12 September 2010 | Helen Gilbert

Cisco Systems and its distributor Westcon Group North America have agreed to pay $48 million to settle claims they overcharged the US government.

The US Department of Justice (DOJ) alleged Cisco and Westcon “knowingly” provided incomplete information to US procurement agency the General Services Administration (GSA) during contract negotiations.

In a statement, the DOJ said Westcon’s contract with the GSA resulted in “defective pricing of Cisco products and submission of false claims to the United States”.

Tony West, assistant attorney general for the civil division of the DOJ, said: “Contractors that do business with the United States must deal fairly with federal agencies.
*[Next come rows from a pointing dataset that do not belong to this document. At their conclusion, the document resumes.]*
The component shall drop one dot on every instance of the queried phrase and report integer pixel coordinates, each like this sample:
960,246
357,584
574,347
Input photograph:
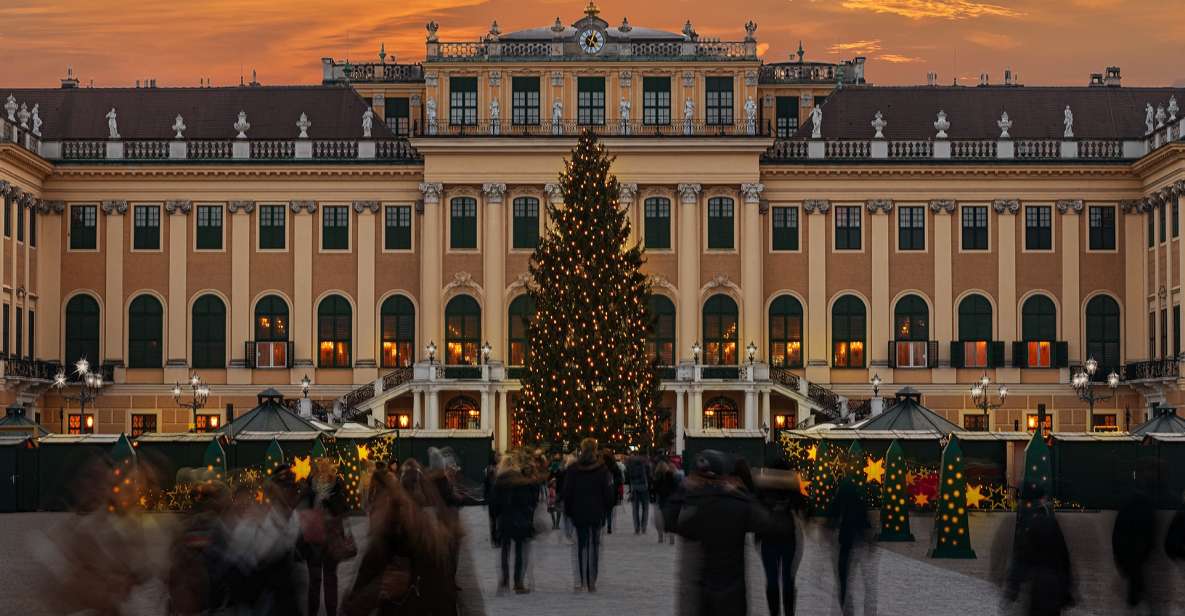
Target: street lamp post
199,392
980,398
89,384
1084,386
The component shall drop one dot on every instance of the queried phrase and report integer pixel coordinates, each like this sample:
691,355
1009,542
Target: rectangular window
718,103
397,228
462,101
146,228
463,223
209,228
658,223
911,229
974,228
719,223
786,228
525,101
1038,228
786,113
847,228
142,423
1102,228
335,228
526,223
657,101
271,228
590,101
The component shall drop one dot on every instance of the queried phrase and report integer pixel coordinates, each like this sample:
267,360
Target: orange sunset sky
178,42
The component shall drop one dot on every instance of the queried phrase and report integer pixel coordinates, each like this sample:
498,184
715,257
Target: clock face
591,40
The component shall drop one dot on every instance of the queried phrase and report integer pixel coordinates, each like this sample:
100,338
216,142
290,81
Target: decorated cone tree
894,498
587,372
952,537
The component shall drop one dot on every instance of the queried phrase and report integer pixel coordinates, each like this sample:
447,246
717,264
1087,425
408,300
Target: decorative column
494,273
817,290
879,318
303,243
1071,296
430,267
689,267
751,288
943,294
365,367
241,318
When contractors provide incomplete and untruthful information to the government, we will take action to restore the integrity of the procurement process and protect taxpayer dollars.”

Craig Librett, a Westcon spokesman, pointed out the allegations are associated with events that go back several years and “in no way reflect Westcon’s business practices”.

“As with any legal issue, items of this nature take some time to resolve. It is important to note this does not in any way affect our current government business – as Westcon maintains an active GSA contract – nor does it affect our strong relationship with Cisco,” he said. “We are pleased to have this issue behind us.”

Kristin Carvell, a spokeswoman for Cisco, said: “Cisco and Westcon have been working with the DOJ on this issue for years, and we are very pleased to resolve this matter. The settlement covers a small fraction of sales to the GSA from 1997-2009 and does not impact upon any current government business.”